Im Scheßlitzer Kollegium erfreuen sich die Tablets laut Kroemer zunehmender Beliebtheit, obwohl die Schule erst in fünf Jahren, nach ihrer Generalsanierung, komplett auf dieses System umsteigen wird. Warum macht sie das? Warum installiert sie nicht die „interaktiven Whiteboards“ wie beispielsweise die Grundschulen in Reuth und Pretzfeld?

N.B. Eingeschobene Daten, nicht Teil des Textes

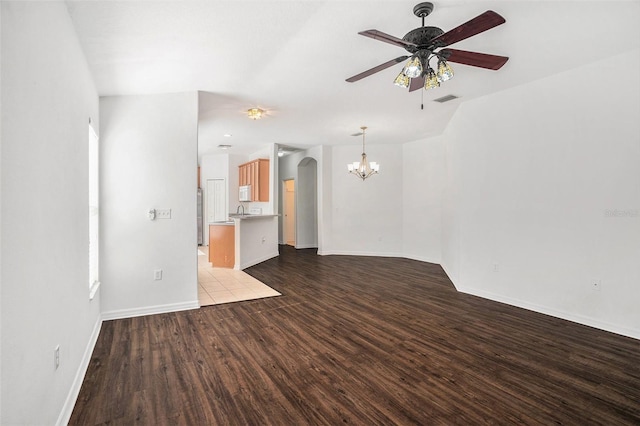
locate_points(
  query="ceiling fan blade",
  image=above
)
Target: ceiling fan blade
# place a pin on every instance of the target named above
(374, 70)
(379, 35)
(474, 59)
(416, 83)
(479, 24)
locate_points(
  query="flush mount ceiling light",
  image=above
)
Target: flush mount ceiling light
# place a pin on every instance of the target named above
(363, 169)
(255, 113)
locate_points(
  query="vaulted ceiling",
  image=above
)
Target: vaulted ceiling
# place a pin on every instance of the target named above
(292, 58)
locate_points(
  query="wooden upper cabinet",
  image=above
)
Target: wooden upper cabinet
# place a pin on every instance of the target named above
(256, 174)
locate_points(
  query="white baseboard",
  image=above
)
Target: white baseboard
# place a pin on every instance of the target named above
(252, 262)
(72, 396)
(150, 310)
(422, 259)
(304, 246)
(357, 253)
(591, 322)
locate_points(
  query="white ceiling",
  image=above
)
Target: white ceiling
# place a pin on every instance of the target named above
(292, 58)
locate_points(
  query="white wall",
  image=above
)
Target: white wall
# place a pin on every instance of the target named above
(47, 98)
(423, 181)
(548, 189)
(149, 160)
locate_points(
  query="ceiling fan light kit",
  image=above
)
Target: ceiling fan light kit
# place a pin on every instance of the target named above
(425, 43)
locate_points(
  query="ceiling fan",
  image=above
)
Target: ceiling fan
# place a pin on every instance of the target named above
(424, 43)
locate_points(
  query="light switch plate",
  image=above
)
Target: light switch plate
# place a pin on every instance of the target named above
(163, 214)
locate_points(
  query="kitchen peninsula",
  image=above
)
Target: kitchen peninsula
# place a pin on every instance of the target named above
(245, 239)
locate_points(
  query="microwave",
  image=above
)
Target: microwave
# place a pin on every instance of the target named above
(244, 194)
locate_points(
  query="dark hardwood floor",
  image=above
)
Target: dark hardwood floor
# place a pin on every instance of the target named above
(358, 340)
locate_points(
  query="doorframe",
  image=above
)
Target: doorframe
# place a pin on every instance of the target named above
(285, 206)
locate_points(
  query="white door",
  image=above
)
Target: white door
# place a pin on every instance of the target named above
(289, 212)
(216, 200)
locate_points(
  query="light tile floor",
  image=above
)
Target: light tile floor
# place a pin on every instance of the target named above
(222, 285)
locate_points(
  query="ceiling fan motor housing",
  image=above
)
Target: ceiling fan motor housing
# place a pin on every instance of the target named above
(421, 38)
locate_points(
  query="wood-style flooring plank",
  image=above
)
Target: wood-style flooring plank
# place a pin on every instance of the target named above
(363, 341)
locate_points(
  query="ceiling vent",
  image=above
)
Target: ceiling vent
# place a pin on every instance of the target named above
(446, 99)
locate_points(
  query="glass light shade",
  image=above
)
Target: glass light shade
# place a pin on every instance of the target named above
(445, 72)
(255, 113)
(413, 68)
(431, 80)
(401, 80)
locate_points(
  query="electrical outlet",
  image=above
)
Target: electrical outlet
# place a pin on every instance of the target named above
(163, 214)
(56, 357)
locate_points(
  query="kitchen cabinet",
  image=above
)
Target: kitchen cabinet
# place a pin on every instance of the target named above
(256, 174)
(222, 245)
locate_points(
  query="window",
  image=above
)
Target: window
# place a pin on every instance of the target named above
(94, 212)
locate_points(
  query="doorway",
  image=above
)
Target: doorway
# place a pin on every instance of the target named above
(289, 207)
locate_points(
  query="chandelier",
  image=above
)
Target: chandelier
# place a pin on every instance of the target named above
(255, 113)
(363, 169)
(418, 67)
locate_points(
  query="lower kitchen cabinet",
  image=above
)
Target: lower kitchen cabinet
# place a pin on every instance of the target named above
(222, 245)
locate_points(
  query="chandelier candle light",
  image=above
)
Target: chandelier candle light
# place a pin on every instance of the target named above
(363, 169)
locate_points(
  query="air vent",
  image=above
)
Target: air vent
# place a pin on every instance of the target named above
(445, 99)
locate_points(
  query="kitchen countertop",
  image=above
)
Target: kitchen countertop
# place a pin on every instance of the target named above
(251, 216)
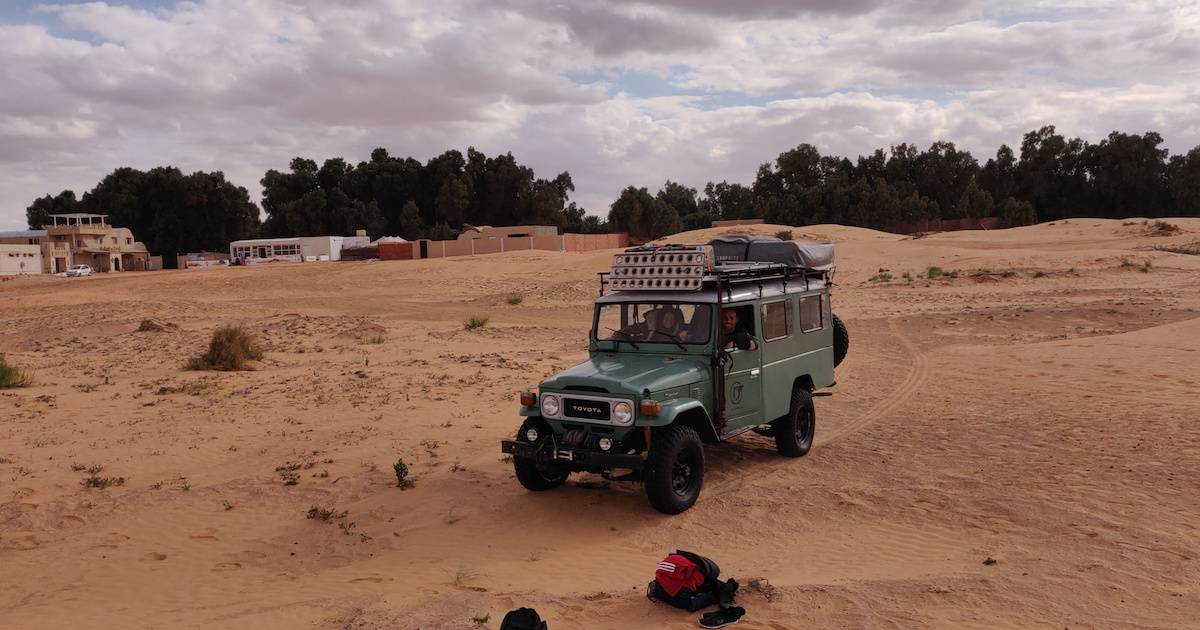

Schulleiter Ralf Motel: „Die interaktiven Whiteboards werden in ein paar Jahren verschwunden sein.“ Sie sind teuer (circa 5000 Euro) und halten nicht sehr lang. Motel: „Man muss gucken, was überlebt — und der ganze Markt läuft auf mobile Medien hin.“

Mathelehrer Kroemer berichtet, dass Kolleginnen und Kollegen aller Fächer inzwischen auf die Tablet-Technik umstellen: „Eine Deutschlehrerin arbeitet nur noch damit.“ In Scheßlitz sind die erforderlichen Beamer in den Klassenzimmern schon vorhanden. Der PC (circa 1100 bis 1300 Euro) kann drahtlos oder mit Kabel damit verbunden werden. Kroemer: „Niemand muss einen Rechner im Unterricht einsetzen.“ Doch immer mehr Lehrer sehen die Vorteile.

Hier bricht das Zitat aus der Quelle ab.